Key Experimental Results¶
Main Results¶
| Method | NQ Acc | TriviaQA Acc | WebQ Acc | Abstention Rate (✗✗) |
|---|---|---|---|---|
| RAFT | High | High | High | ~0% (No abstention) |
| RAFT + prompt "IDK" | Slight drop | Slight drop | Slight drop | <5% |
| DTA | Comparable | Comparable | Comparable | ~80% |
Key Findings¶
- RAFT models rarely abstain: Even when the prompt explicitly requests it, RAFT models still have a >95% probability of fabricating answers in the ✗✗ quadrant.
- DTA enables the model to abstain in ~80% of cases in the ✗✗ quadrant: Meanwhile, accuracy in other quadrants is largely uncompromised.
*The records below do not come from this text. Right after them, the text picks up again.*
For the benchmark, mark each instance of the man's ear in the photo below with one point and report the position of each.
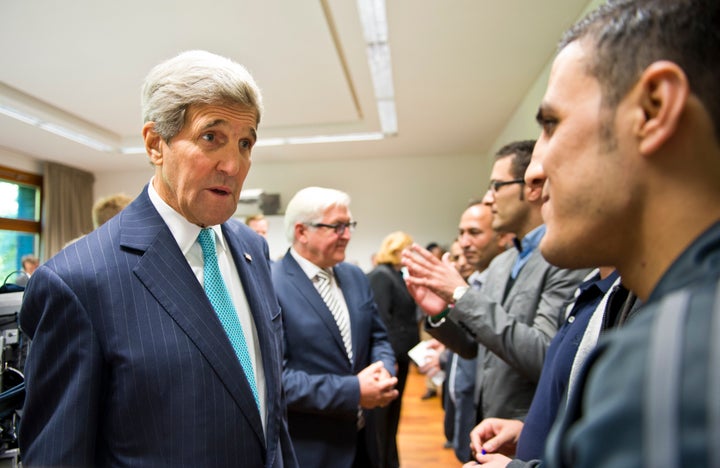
(533, 191)
(153, 143)
(663, 91)
(300, 230)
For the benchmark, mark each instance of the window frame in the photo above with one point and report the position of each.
(26, 178)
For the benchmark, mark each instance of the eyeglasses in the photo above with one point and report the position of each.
(339, 228)
(496, 184)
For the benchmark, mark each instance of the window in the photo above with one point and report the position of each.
(20, 228)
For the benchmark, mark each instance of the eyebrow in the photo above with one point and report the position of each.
(219, 122)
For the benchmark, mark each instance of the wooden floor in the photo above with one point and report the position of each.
(420, 437)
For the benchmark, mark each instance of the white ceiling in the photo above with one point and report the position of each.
(460, 69)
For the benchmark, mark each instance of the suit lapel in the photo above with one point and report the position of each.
(260, 303)
(164, 271)
(305, 287)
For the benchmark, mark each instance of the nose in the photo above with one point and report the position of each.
(346, 233)
(231, 162)
(535, 174)
(489, 197)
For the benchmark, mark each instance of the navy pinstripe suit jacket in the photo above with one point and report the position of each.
(129, 365)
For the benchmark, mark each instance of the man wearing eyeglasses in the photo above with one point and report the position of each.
(338, 362)
(518, 309)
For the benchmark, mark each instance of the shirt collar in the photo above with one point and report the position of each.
(184, 232)
(477, 278)
(307, 266)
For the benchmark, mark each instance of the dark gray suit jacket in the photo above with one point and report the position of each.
(516, 328)
(130, 366)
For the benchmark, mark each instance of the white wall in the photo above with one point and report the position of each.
(422, 196)
(522, 124)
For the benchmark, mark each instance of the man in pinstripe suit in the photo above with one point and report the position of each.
(129, 364)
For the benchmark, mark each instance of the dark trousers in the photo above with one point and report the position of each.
(388, 420)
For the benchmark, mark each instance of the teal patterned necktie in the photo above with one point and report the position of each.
(222, 303)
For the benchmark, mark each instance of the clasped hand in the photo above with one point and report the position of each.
(377, 386)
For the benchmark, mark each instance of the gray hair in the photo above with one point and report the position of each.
(308, 206)
(194, 77)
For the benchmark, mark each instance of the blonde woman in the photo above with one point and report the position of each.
(399, 314)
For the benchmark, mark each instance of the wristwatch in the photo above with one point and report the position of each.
(459, 292)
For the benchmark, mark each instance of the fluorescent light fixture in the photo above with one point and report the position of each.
(75, 136)
(133, 150)
(58, 130)
(373, 17)
(17, 115)
(335, 138)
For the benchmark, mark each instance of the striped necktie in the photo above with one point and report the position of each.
(220, 299)
(341, 316)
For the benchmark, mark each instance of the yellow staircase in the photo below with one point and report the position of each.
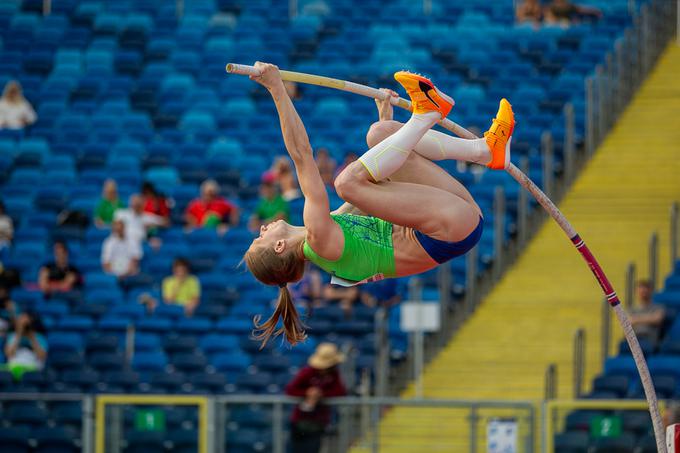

- 10K preference samples are sufficient: DPO training is highly efficient, and the model can learn abstention behavior with a small amount of data.
- The four-quadrant evaluation framework is more comprehensive than single accuracy: 9 metrics cover multi-dimensional trade-offs between accuracy and abstention.
Highlights & Insights¶
- The conceptualization of the "four quadrants of knowledge boundary" is highly clear: Formalizing the vague "when should RAG say I don't know" into an actionable four-quadrant judgment provides a standard framework for RAG honesty research.
- Finding the "overconfidence" issue in RAFT carries great practical significance: This serves as an important complement to the popular RAFT approach—robustness and honesty are two distinct objectives.
- DPO as a plug-and-play post-training step: It can be directly applied to any existing RAFT model without retraining from scratch.
Limitations & Future Work¶
- The abstention threshold \(\delta\) needs to be set manually: Different scenarios may require different inclinations to abstain.
- Errors exist in knowledge boundary determination: Using accuracy over \(N\) samples as a proxy metric is not entirely precise.
- Evaluation is limited to QA tasks: Abstention behavior in open-ended generation tasks is more complex.
- Potential for over-abstention: An 80% abstention rate might be too conservative for certain scenarios.
Related Work & Insights¶
- vs RAFT (Yoran et al., 2024): RAFT focuses on noise robustness, while DTA focuses on honesty—the two are complementary.
- vs Astute RAG: Astute RAG resolves conflicts through knowledge integration, while DTA resolves knowledge gaps through abstention—differing in methodology.
- vs Self-RAG: Self-RAG uses reflection tokens to determine if retrieval is needed, while DTA determines if it should abstain—positioned further downstream.
Rating¶
- Novelty: ⭐⭐⭐⭐ Both the conceptualization of the four quadrants and the identification of the overconfidence issue in RAFT are highly innovative.
- Experimental Thoroughness: ⭐⭐⭐⭐ Comprehensive evaluation across 3 datasets and 9 metrics, but limited to QA.
- Writing Quality: ⭐⭐⭐⭐⭐ Precise formal definitions, intuitive diagrams and tables, and a clear logical flow.
- Value: ⭐⭐⭐⭐ Significant importance for the reliable and secure deployment of RAG systems.